Zombie process causes PID exhaustion in Tanzu Kubernetes Grid Integrated Edition

book

Article ID: 345707

calendar_today

Updated On:

Products

VMware

Issue/Introduction

Symptoms:
Zombie processes exhausted PID resources, which makes the node not available.
ps -ef | grep defunct
builder 2178 26650 0 05:41 ? 00:00:00 [healthcheck.sh] <defunct>
builder 2200 26260 0 05:41 ? 00:00:00 [healthcheck.sh] <defunct>
builder 3076 26482 0 05:41 ? 00:00:00 [healthcheck.sh] <defunct>
builder 3484 6461 0 Sep23 ? 00:00:00 [sh] <defunct>
root 3876 6461 0 Sep26 ? 00:00:00 [sh] <defunct>
root 4054 17646 0 Sep16 ? 00:00:00 [curl] <defunct>
builder 4552 26650 0 05:42 ? 00:00:00 [healthcheck.sh] <defunct>
root 4714 17646 0 Sep26 ? 00:00:00 [curl] <defunct>
root 5335 17646 0 Sep16 ? 00:00:00 [curl] <defunct>
root 6438 17646 0 Sep15 ? 00:00:00 [curl] <defunct>

Content of sample script
 
#!/bin/bash

echo "Executing Healthcheck on $HOSTNAME"
#Localhost check
curl -k -s -f https://localhost:3000/ping --max-time 180 --connect-timeout 30
error=$?
echo "Executing Healthcheck curl -k -s -f https://localhost:3000/ping on $HOSTNAME: Status($error)"
if [ $error -ne 0 ]; then
exit 1
fi
echo "Finished Executing Healthcheck on $HOSTNAME"
exit 0


Cause

In Kubernetes < 1.20, readiness probes using exec wait till the command exited. There was no timeout on the readiness probe, or the timeout was not honored. This is K8s doc link . This means that the readiness probe will wait till all the  command including curl and netcat gives a response or times out and finally the script will exit.  
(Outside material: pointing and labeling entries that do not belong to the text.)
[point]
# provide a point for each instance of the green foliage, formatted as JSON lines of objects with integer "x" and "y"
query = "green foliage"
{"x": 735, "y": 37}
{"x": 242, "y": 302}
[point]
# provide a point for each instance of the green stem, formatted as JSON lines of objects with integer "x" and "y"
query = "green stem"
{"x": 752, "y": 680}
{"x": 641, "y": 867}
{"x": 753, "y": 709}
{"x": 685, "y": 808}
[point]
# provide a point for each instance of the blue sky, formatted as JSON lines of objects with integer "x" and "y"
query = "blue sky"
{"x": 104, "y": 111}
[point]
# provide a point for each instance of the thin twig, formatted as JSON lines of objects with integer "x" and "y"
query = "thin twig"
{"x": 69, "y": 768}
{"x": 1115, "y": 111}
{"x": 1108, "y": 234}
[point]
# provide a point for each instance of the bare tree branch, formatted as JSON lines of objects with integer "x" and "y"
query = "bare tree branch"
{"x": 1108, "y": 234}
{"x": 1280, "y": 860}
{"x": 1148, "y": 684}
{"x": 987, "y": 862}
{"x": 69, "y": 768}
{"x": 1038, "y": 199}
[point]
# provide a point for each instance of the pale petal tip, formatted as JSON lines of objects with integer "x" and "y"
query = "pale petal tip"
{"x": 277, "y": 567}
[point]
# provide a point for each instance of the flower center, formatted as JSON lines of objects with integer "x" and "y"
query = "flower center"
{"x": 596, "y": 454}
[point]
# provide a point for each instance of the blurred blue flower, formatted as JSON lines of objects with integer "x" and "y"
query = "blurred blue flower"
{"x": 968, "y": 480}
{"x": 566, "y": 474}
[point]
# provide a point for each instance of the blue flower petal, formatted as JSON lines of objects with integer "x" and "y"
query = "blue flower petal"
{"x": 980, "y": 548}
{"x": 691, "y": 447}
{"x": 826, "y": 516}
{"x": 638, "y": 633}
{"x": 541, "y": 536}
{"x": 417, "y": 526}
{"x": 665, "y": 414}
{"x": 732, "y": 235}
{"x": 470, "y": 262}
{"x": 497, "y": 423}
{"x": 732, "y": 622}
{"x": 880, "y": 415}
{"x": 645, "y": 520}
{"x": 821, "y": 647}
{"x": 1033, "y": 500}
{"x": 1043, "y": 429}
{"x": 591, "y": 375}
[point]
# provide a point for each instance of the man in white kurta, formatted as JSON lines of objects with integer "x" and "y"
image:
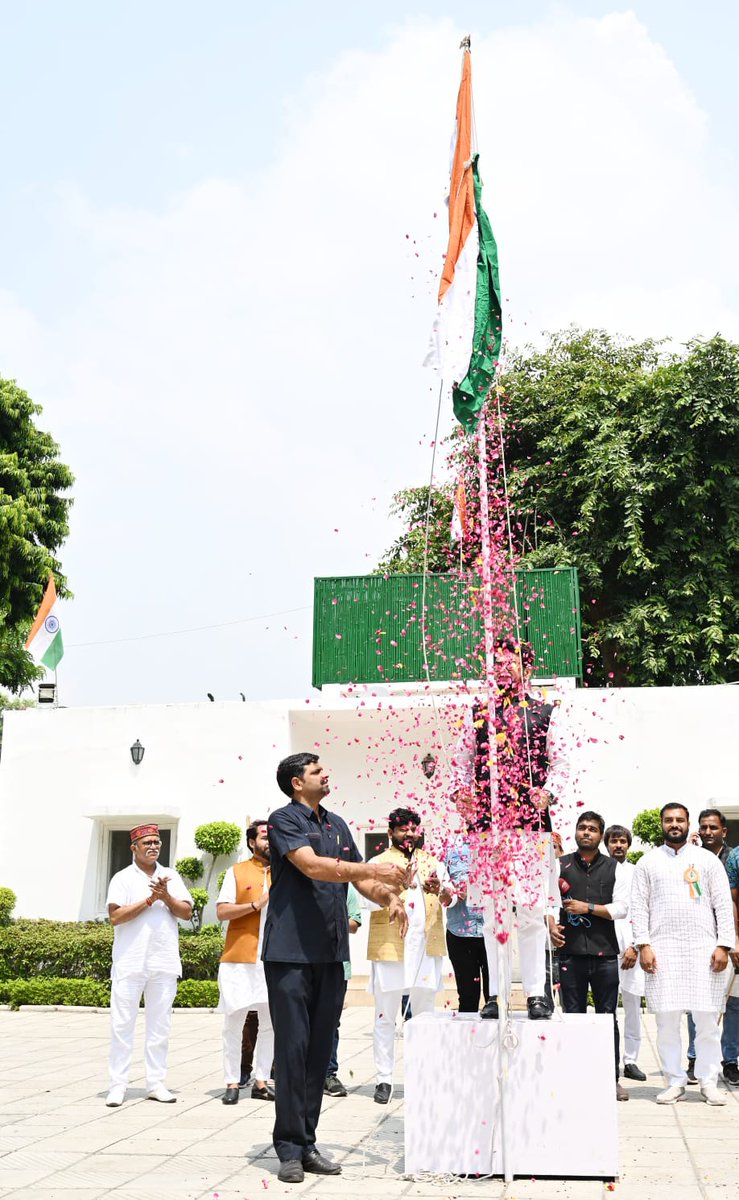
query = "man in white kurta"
{"x": 409, "y": 966}
{"x": 684, "y": 929}
{"x": 631, "y": 978}
{"x": 242, "y": 901}
{"x": 144, "y": 903}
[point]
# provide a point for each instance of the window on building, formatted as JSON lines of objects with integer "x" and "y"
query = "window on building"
{"x": 119, "y": 855}
{"x": 376, "y": 843}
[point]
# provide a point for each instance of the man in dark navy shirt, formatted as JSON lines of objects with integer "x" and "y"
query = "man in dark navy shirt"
{"x": 306, "y": 941}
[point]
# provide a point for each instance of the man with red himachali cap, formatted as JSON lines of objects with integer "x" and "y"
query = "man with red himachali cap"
{"x": 532, "y": 772}
{"x": 144, "y": 904}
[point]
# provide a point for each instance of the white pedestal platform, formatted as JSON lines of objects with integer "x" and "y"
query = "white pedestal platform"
{"x": 559, "y": 1097}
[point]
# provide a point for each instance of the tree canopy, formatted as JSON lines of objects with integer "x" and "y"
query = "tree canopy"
{"x": 34, "y": 523}
{"x": 622, "y": 461}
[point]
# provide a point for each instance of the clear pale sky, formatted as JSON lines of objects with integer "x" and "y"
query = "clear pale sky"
{"x": 220, "y": 234}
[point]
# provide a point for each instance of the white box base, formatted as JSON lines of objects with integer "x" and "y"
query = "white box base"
{"x": 559, "y": 1097}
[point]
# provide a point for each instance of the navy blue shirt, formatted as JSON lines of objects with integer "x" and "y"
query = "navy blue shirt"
{"x": 306, "y": 919}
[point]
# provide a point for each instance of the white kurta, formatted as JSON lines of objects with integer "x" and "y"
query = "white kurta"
{"x": 418, "y": 969}
{"x": 241, "y": 984}
{"x": 683, "y": 930}
{"x": 149, "y": 943}
{"x": 632, "y": 981}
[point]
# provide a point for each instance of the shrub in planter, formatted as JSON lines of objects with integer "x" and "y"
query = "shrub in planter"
{"x": 197, "y": 994}
{"x": 190, "y": 868}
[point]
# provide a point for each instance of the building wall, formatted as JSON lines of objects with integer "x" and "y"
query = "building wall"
{"x": 66, "y": 775}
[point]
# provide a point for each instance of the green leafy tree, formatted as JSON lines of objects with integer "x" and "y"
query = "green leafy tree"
{"x": 406, "y": 556}
{"x": 622, "y": 461}
{"x": 34, "y": 523}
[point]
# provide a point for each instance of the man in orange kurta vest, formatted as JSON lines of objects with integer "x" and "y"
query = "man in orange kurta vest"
{"x": 242, "y": 903}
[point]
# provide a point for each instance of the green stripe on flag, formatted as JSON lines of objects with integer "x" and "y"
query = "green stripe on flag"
{"x": 469, "y": 396}
{"x": 54, "y": 653}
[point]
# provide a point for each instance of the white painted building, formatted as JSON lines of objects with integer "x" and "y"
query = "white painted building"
{"x": 70, "y": 791}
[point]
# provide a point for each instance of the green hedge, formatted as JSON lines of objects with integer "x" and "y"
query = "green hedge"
{"x": 32, "y": 949}
{"x": 91, "y": 994}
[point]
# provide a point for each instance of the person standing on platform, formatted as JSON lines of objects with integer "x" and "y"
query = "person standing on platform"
{"x": 712, "y": 835}
{"x": 144, "y": 904}
{"x": 334, "y": 1085}
{"x": 595, "y": 895}
{"x": 306, "y": 943}
{"x": 242, "y": 903}
{"x": 464, "y": 940}
{"x": 532, "y": 773}
{"x": 684, "y": 930}
{"x": 412, "y": 965}
{"x": 617, "y": 841}
{"x": 730, "y": 1039}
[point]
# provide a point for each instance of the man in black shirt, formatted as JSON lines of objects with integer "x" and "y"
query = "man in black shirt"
{"x": 594, "y": 897}
{"x": 306, "y": 942}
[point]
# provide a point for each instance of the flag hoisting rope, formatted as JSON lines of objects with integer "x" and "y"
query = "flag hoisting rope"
{"x": 464, "y": 349}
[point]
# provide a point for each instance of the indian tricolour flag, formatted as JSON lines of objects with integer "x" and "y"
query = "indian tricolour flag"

In newer versions of Kubernetes, the timeoutSeconds of the exec probe is honored and the timeout defaults to 1 sec. This means that after 1 sec, the readiness probe will be killed. But the script that may have been started by the probe still be running as an orphan because commands like curl may take 30 seconds to finish. When the readiness probe script is executed at an interval of 30 seconds, a lot of orphans are created which on exit moves to a zombie state as the readiness process has already been killed.

Resolution

Multiple approaches are applicable

1) Use a tiny init system in the pod so that the zombie processes can be reaped.
2) Set the
timeoutSeconds to a reasonable amount so that system does not kill the readiness probe and waits till the script exits.


Additional Information

Impact/Risks:
A lot of zombie processes exhausted PID resources and node is not available.